Ce n’est pas un cas isolé ! L’an dernier, les groupes du CAC 40 ont réalisé pour quelque 75 milliards d’euros de bénéfice net (très inférieur aux profits réels), malgré le retournement de la conjoncture au second semestre.
Nombre d’entre eux ont accru les dividendes versés aux actionnaires. Tous s’apprêtent, cette année, à réduire leur masse salariale.
L’emploi sert, plus que jamais, de variable d’ajustement et les « charges salariales » sont considérées comme le coût à réduire.

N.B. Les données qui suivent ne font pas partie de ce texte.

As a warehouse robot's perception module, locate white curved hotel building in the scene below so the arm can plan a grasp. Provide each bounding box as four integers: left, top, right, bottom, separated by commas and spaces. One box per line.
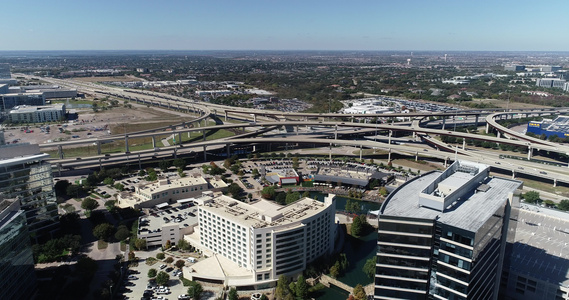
184, 195, 336, 288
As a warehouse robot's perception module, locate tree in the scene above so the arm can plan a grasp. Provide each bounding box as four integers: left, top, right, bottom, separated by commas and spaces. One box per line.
156, 271, 170, 285
65, 184, 83, 198
295, 275, 308, 300
178, 238, 190, 250
115, 225, 130, 241
134, 238, 146, 250
292, 156, 299, 170
188, 281, 203, 299
174, 259, 186, 269
275, 192, 286, 205
158, 159, 171, 172
81, 198, 99, 211
261, 185, 275, 200
557, 199, 569, 211
172, 158, 186, 170
105, 200, 117, 211
93, 223, 115, 241
379, 186, 389, 197
286, 190, 300, 204
227, 288, 239, 300
330, 264, 340, 278
523, 191, 541, 203
275, 275, 290, 300
103, 177, 115, 185
354, 284, 367, 300
363, 256, 377, 279
350, 215, 369, 237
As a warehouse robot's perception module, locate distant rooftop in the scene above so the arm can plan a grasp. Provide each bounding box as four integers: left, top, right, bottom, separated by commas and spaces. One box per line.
200, 196, 328, 228
381, 164, 522, 231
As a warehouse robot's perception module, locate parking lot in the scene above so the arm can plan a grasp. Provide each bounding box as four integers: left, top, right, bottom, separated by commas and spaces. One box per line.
120, 249, 192, 300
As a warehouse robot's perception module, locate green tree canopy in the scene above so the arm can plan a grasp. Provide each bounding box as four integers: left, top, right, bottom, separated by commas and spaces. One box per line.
93, 223, 115, 241
156, 271, 170, 285
363, 256, 377, 279
295, 275, 308, 300
115, 225, 130, 241
188, 281, 203, 299
81, 197, 99, 210
557, 199, 569, 211
261, 185, 275, 200
228, 288, 239, 300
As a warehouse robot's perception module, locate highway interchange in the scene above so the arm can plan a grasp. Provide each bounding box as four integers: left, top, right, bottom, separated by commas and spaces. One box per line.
18, 75, 569, 189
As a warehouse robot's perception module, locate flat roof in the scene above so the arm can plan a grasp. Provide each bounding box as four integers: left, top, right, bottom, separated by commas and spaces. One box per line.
382, 171, 522, 232
138, 176, 207, 194
509, 204, 569, 287
139, 206, 198, 234
199, 195, 329, 228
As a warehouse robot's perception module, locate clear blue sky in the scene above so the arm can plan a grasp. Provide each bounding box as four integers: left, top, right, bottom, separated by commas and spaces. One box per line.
0, 0, 569, 51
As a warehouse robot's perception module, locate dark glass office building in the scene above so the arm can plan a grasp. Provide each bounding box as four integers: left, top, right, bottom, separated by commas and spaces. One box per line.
0, 199, 36, 300
0, 144, 59, 240
374, 161, 522, 300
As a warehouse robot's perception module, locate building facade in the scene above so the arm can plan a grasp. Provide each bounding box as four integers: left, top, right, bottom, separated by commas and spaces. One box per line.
0, 200, 36, 300
0, 144, 59, 239
374, 161, 522, 299
0, 93, 45, 111
8, 104, 65, 123
193, 195, 335, 286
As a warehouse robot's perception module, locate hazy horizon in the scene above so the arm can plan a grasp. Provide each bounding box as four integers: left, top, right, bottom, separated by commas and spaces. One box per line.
0, 0, 569, 52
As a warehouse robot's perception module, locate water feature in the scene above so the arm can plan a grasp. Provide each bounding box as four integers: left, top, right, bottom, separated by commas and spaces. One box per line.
310, 192, 381, 300
310, 192, 381, 212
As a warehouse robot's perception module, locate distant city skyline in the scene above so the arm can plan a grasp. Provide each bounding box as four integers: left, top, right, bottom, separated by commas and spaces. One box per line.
0, 0, 569, 51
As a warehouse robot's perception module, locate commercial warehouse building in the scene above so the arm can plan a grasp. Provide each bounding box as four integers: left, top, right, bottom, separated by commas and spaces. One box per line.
8, 104, 65, 123
374, 161, 522, 299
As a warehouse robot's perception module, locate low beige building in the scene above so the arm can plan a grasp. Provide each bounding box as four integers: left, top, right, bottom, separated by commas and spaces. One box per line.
117, 174, 227, 208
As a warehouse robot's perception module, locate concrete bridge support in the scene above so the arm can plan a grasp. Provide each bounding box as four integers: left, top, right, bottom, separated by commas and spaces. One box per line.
334, 124, 338, 140
528, 146, 533, 160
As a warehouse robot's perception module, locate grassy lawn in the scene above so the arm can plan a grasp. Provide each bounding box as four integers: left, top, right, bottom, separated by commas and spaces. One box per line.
97, 240, 109, 250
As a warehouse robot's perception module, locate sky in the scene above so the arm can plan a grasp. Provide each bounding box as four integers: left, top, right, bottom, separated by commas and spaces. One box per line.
0, 0, 569, 51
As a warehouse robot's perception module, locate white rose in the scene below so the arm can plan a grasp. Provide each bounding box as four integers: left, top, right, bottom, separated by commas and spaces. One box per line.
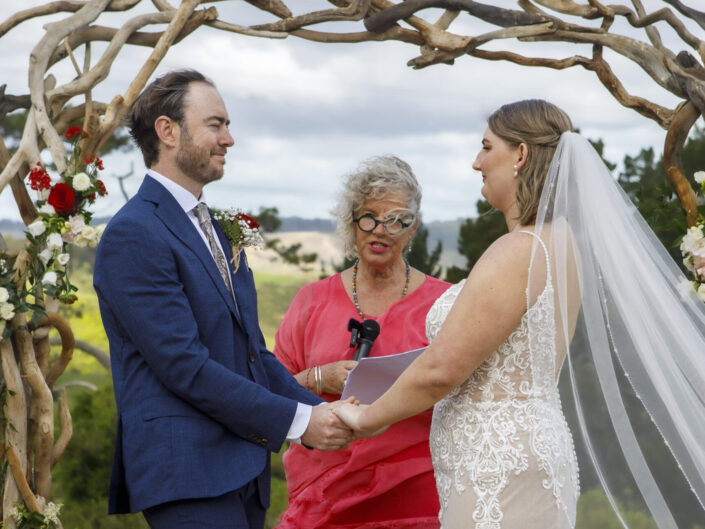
69, 215, 86, 233
27, 219, 46, 237
39, 202, 56, 215
47, 233, 64, 251
73, 233, 88, 248
0, 303, 15, 320
78, 226, 98, 248
39, 248, 54, 266
73, 173, 91, 191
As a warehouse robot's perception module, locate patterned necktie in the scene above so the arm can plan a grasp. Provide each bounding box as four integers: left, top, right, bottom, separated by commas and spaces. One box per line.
193, 202, 237, 310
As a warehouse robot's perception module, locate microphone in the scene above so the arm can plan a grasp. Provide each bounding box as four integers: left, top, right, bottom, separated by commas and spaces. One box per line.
353, 320, 379, 360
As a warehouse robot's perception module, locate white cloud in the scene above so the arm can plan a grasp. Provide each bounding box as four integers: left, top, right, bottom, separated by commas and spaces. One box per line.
0, 0, 692, 224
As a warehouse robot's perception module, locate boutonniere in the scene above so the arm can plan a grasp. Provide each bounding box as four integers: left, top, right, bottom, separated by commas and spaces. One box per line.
211, 209, 264, 273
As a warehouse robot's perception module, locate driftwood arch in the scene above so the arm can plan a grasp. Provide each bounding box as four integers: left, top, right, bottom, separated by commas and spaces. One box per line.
0, 0, 705, 527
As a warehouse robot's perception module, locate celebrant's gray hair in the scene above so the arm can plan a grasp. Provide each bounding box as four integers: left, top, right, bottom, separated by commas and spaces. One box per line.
332, 154, 421, 258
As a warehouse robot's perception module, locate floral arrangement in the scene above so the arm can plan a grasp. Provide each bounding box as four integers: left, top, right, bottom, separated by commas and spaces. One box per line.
0, 127, 107, 338
680, 171, 705, 301
8, 501, 62, 529
211, 209, 264, 273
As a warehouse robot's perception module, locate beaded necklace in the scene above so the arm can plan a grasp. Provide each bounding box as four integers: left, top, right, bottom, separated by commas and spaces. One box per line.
353, 259, 411, 320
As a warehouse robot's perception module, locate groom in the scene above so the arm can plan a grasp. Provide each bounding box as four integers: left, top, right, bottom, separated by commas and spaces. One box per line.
94, 70, 351, 529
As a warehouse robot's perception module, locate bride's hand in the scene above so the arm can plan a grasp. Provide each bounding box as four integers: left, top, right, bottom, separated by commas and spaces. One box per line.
333, 404, 387, 439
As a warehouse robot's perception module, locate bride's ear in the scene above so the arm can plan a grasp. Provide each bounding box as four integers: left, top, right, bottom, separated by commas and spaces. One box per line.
514, 142, 529, 170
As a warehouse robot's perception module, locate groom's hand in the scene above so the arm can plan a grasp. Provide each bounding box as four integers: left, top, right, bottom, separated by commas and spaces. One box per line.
301, 398, 353, 451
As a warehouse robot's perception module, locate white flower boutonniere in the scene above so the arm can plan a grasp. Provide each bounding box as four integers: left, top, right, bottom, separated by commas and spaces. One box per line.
211, 209, 264, 273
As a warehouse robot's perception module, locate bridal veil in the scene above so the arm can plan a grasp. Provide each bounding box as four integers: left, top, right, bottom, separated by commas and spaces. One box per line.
529, 132, 705, 529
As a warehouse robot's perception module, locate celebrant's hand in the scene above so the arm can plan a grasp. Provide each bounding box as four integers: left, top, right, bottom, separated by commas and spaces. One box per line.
333, 403, 387, 439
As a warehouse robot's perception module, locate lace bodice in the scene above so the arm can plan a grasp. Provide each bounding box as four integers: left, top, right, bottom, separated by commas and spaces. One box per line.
426, 232, 578, 529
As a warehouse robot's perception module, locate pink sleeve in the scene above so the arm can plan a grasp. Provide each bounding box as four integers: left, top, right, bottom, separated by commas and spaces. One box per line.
273, 285, 313, 375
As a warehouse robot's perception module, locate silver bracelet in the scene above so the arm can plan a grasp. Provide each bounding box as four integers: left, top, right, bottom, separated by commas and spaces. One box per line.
314, 366, 323, 395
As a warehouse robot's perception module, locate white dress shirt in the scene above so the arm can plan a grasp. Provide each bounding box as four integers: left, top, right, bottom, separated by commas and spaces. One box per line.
147, 169, 312, 443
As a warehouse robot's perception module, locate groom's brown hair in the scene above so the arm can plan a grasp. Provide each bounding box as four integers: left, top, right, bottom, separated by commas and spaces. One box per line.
127, 69, 215, 167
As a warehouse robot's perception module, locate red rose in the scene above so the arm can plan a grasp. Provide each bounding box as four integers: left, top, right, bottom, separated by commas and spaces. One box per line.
235, 213, 259, 230
28, 162, 51, 191
47, 182, 76, 213
64, 125, 88, 140
95, 180, 108, 197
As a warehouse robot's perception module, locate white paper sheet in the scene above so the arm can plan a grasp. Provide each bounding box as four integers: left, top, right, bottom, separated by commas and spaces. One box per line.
340, 347, 426, 404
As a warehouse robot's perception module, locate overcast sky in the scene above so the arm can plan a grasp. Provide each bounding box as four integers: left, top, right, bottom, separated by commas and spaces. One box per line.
0, 0, 692, 221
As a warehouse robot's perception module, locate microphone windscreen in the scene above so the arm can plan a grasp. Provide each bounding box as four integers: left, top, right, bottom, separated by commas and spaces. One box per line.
362, 320, 379, 340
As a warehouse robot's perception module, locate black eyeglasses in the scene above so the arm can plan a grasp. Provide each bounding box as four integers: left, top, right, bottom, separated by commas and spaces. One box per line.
353, 213, 413, 235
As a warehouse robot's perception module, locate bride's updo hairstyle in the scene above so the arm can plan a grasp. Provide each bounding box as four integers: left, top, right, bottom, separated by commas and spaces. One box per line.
487, 99, 573, 225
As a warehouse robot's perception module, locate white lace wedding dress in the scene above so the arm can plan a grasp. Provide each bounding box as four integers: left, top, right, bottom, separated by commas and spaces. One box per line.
426, 232, 578, 529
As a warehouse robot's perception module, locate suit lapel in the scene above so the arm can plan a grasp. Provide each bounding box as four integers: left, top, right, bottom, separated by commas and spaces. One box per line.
139, 176, 242, 326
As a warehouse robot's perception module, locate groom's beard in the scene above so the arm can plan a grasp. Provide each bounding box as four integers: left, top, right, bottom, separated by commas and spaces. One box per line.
176, 126, 223, 185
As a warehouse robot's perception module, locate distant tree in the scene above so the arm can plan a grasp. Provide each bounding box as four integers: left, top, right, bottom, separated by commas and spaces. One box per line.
253, 206, 318, 271
406, 224, 443, 277
446, 200, 507, 283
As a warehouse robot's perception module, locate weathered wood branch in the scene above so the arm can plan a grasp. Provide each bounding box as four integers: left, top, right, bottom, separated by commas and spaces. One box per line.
0, 339, 27, 522
365, 0, 546, 32
13, 314, 54, 498
663, 0, 705, 29
88, 0, 208, 157
7, 446, 42, 512
29, 312, 76, 390
253, 0, 371, 31
663, 101, 701, 226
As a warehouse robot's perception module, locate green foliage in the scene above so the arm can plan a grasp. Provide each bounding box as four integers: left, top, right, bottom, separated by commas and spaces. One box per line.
53, 378, 147, 529
446, 200, 507, 283
407, 224, 443, 277
618, 147, 684, 263
575, 489, 658, 529
250, 206, 282, 233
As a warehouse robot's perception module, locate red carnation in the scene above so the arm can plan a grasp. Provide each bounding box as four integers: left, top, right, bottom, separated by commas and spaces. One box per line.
28, 162, 51, 191
235, 213, 259, 230
95, 180, 108, 197
47, 182, 76, 214
64, 125, 88, 140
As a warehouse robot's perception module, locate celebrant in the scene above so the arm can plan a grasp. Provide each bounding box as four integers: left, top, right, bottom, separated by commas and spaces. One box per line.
274, 156, 449, 529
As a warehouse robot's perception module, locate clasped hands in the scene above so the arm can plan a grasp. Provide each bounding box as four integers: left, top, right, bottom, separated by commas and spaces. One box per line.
301, 397, 386, 451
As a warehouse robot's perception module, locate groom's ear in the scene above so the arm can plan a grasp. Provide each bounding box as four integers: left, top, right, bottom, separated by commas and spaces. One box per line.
154, 116, 181, 149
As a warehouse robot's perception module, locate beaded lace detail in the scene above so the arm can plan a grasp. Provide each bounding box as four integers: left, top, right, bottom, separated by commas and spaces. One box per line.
426, 232, 579, 529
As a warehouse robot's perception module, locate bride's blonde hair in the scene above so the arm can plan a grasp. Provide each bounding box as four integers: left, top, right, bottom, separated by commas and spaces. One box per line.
487, 99, 573, 225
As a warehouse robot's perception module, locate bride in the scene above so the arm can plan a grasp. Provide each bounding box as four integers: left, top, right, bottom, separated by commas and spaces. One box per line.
336, 100, 705, 529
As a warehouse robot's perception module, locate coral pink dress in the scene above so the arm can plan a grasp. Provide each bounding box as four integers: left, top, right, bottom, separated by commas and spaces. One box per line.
274, 274, 450, 529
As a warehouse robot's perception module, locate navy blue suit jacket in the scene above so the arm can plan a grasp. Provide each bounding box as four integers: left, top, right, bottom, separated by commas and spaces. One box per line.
94, 176, 321, 513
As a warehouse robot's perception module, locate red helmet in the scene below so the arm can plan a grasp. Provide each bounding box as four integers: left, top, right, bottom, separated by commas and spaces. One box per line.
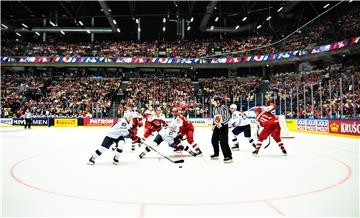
254, 107, 262, 115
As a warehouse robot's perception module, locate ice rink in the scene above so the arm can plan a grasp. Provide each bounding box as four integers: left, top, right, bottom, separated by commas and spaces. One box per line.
0, 127, 360, 217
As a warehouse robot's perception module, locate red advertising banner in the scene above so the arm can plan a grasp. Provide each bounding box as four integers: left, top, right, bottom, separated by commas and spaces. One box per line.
329, 120, 360, 136
84, 118, 119, 126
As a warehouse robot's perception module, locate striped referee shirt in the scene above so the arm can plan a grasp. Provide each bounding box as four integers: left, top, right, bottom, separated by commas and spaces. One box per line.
213, 105, 231, 125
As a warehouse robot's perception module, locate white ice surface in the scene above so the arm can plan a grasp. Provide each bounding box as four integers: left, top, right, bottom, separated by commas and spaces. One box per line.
0, 128, 360, 217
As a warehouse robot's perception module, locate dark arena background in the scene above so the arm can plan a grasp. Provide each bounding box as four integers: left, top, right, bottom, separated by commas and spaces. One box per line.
0, 0, 360, 217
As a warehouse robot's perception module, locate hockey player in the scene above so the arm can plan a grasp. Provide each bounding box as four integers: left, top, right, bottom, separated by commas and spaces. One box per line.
88, 112, 132, 165
253, 107, 287, 155
139, 122, 196, 158
172, 107, 202, 155
130, 108, 143, 151
229, 104, 256, 150
144, 106, 154, 131
143, 107, 166, 140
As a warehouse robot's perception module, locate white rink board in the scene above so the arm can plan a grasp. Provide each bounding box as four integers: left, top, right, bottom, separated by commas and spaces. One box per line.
0, 128, 359, 217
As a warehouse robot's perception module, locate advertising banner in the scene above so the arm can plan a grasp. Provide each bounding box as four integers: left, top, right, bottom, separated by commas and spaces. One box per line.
296, 119, 329, 133
54, 118, 77, 127
0, 118, 13, 126
13, 117, 49, 126
329, 120, 360, 136
84, 118, 119, 126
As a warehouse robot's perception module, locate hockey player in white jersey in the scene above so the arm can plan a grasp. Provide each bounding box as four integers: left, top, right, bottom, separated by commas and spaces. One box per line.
139, 121, 196, 158
229, 104, 256, 150
88, 112, 133, 165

Si on laisse faire, cela peut contribuer à transformer la récession en dépression. D’un côté, on accentue l’insuffisance de la demande et des qualifications, d’un autre côté, on ne touche pas aux énormes « coûts en capital » qui étouffent l’activité : intérêts payés aux banques et aux créanciers, dividendes versés aux actionnaires, gâchis d’équipement, prélèvements des donneurs d’ordres sur les sous-traitants, rentes de la grande distribution…
Sans parler de tout l’argent qui, au lieu de servir au développement des capacités humaines, est placé dans la finance, cherche toujours à spéculer ou est délocalisé. Alors oui, il faut exiger des mesures radicales pour stopper cette fuite en avant.